Think of what happens when you try to force the south pole of one magnet to touch the south pole of another magnet. They try to repel each other. If the magnets are strong, it will take some force to make them touch, and if released quickly they will "fly" apart.
Well, that's what's happening when a generator is being synchronized out of phase, or out of synchronism. Only, the magnetic forces are much stronger (in relation to the amount of asynchronism)!
Is it the same as having a line to line fault?? Just like having a three phase system and each line is phase shifted 120 deg with others.
Someone correct my idea if I'm wrong.
If we are to synch manually, of course we have to do adjustments on the speed (considering the frequency only) to correct the phase angle. Using the the synchroscope as reference, does it have to be stable on the 12 o'clock position before closing? Also, can anyone explain to me how does the synchroscope work?
Thank you so much to anyone who will help me.
Blackstone, the answer is 180 deg. For Control List Technocrats, following is the proof I provided to another Forum about 6 years ago (almost to the day!):
Neglecting resistance components, then:
Ic = (Eg1*Eg2)/(Xg1+Xgt+Xg2), where, in per unit,
Ic = current flow at closure.
Eg1 = gen 1 generated (emf) voltage.
Eg2 = gen 2 generated (emf) voltage.
Xg1 = gen 1 reactance.
Xg2 = gen 2 reactance.
Xgt = system reactance of grid transformer and
OVH transmission line, if they exist.)
Xt = sum of above reactances.
Now, let theta equal the phase-angle between the two generators, so that,
Delta(E) = the vector sum of Eg1 and Eg2. Holding Eg1 at 0deg, and varying Eg2 from theta equals 0 to theta equals 180deg, yields the following relationship:
Delta(E) = Sqrt[(Eg1^2)+(Eg2^2) - 2*(Eg1)*(Eg2)*Cos(theta)]

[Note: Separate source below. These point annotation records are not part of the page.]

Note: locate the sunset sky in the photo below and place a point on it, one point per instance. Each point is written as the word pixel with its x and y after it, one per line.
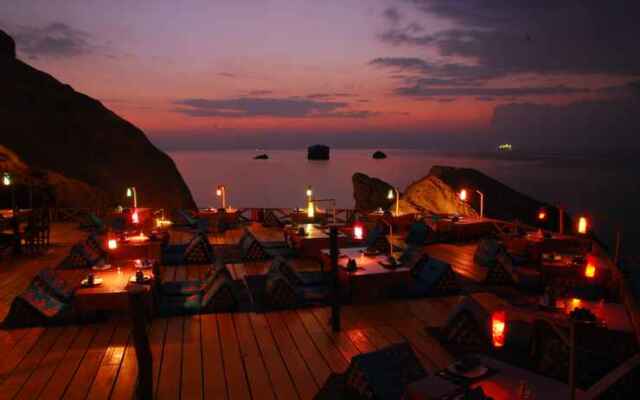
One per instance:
pixel 390 71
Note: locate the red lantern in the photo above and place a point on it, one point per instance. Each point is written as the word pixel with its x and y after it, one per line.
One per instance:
pixel 358 231
pixel 498 328
pixel 590 271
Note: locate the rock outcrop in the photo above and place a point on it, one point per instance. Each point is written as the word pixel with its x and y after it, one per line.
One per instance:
pixel 501 201
pixel 54 128
pixel 430 194
pixel 370 193
pixel 378 155
pixel 318 152
pixel 7 46
pixel 47 187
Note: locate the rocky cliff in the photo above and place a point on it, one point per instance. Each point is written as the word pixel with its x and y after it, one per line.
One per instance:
pixel 438 192
pixel 52 127
pixel 432 195
pixel 501 201
pixel 46 187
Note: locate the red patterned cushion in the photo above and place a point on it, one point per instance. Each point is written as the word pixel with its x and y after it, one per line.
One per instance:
pixel 38 297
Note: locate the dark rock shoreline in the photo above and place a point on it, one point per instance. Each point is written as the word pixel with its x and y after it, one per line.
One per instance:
pixel 52 127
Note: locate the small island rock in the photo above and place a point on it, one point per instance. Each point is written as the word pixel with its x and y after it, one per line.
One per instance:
pixel 378 155
pixel 370 193
pixel 318 152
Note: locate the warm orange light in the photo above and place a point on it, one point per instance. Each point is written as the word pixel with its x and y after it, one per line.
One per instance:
pixel 583 225
pixel 498 328
pixel 358 232
pixel 590 271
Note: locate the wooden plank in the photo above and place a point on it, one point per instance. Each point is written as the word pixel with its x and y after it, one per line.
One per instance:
pixel 336 361
pixel 212 364
pixel 170 371
pixel 156 342
pixel 110 365
pixel 125 386
pixel 259 382
pixel 282 383
pixel 18 351
pixel 341 339
pixel 181 273
pixel 61 378
pixel 86 372
pixel 377 339
pixel 41 375
pixel 237 384
pixel 192 359
pixel 302 378
pixel 307 348
pixel 13 383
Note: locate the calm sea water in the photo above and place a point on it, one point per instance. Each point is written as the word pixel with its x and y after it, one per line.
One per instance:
pixel 607 190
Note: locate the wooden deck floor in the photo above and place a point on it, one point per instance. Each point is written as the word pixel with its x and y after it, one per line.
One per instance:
pixel 283 355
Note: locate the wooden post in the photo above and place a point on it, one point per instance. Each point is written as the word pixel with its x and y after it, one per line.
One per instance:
pixel 335 306
pixel 616 258
pixel 572 359
pixel 138 310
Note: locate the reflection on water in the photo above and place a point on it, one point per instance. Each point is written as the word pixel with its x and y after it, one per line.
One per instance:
pixel 608 194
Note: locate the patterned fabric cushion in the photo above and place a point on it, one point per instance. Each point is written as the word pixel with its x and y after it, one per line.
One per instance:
pixel 384 374
pixel 435 277
pixel 59 287
pixel 38 297
pixel 198 251
pixel 486 252
pixel 93 242
pixel 279 292
pixel 271 220
pixel 251 249
pixel 181 288
pixel 173 305
pixel 75 259
pixel 219 296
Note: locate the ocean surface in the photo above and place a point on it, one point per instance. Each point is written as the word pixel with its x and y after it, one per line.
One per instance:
pixel 607 190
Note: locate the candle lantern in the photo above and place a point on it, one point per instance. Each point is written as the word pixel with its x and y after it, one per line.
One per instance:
pixel 358 231
pixel 583 225
pixel 498 328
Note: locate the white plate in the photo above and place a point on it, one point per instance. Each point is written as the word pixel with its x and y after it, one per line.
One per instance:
pixel 474 373
pixel 96 282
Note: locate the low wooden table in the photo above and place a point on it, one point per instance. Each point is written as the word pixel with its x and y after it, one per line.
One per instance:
pixel 504 384
pixel 314 240
pixel 112 294
pixel 464 229
pixel 371 281
pixel 213 216
pixel 132 250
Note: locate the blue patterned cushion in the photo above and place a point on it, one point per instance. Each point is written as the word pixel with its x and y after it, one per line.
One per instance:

Simplifying for the case where Eg1 and Eg2 magnitudes are equal, and using the trigonometric identity, the equation for Ic simplifies to:
Imax = 2*[|Eg1|*|Eg2|*Sin(theta/2)]/Xt, occurring when theta = 180deq.
Regards, Phil (firstname.lastname@example.org)
Synchroscope consists of stator and rotor with single winding wounded on each. the two ends of rotor winding is connected with any two phases of incoming alternator through PT as reference. also two ends of stator winding is connected with bus voltage through PT as reference.
When u use Synchroscope method, it acts as an induction motor which means rotor will rotate by induction principle. If the incoming alternator's frequency is higher than the bus frequency, rotor will rotate in clockwise. meanwhile if the incoming alternator's frequency is lower than the bus, the rotor will rotate in anticlockwise. When the roto's needle will come in 12'O clock position (neither clockwise nor anticlockwise), u need to close the breaker (switch) of incoming alternators immediately. before closing the breaker, pls ensure that u would have matched the voltages.
I have been around a generator that was synched about 30 degrees out of phase. There was a very loud bang. The deck shook. The operators in the engine room were scared. Not good.
Fortunately the system was robust and no damage was done. There is no doubt that it is possible to really break things if the generator is synched even further out of phase.